The proposed new rules come amid frustration in Washington that audit firms are not living up to their duty to protect investors from wrongdoing by their clients.
Big Four accounting firms are fighting to block new rules in the US that would force them to take more responsibility for rooting out fraud at the companies they audit, the Financial Times has reported.
To counteract these new rules, Deloitte, PwC, EY and KPMG are trying to sign up their clients to oppose the plan by telling them their fees will increase if the changes go through.
According to the Financial Times, the firms have days to go before the end of a consultation period on the proposed new rules from the Public Company Accounting Oversight Board (PCAOB).
The proposed new rules, which would widen auditors’ responsibility to scrutinise whether a company is complying with laws and regulations, comes amid frustration in Washington that audit firms are not living up to their duty to protect investors from wrongdoing by their clients.
As a result, The Center for Audit Quality – a group that represents audit firms led by the Big Four – has asked corporate directors to sign on to a letter attacking the plan.
The Financial Times said it understands the letter stated that “auditors are not lawyers and as a result the proposed amendments would expand the auditor’s role to include knowledge and expertise outside their core competencies.
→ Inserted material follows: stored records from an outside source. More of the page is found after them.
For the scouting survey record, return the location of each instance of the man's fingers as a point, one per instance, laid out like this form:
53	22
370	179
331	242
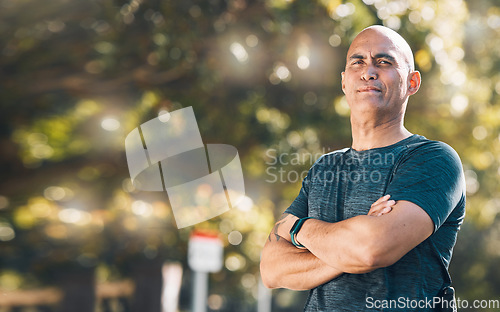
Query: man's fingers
381	199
The proposal will substantially increase the cost of the audit without a commensurate benefit.”
The proposed rules have proven controversial even within the PCAOB, where they won support from only three of the five board members. The two other members, who have previously worked for the Big Four, both opposed the changes, with one calling them a “breathtaking expansion of the auditors’ responsibilities”.
Lynn Turner, a former chief accountant of the Securities and Exchange Commission who is now an adviser to the PCAOB, said existing standards provided too much “wriggle room” for auditors to avoid confrontation with management when they see potentially illegal behaviour.
Turner said: “The current standard doesn’t serve the capital markets in any way, shape, fashion or form. I’ve told the people at the PCAOB that this is a war and the war has begun. It’ll test those three board members and we will see if they’ve got a spine or not.”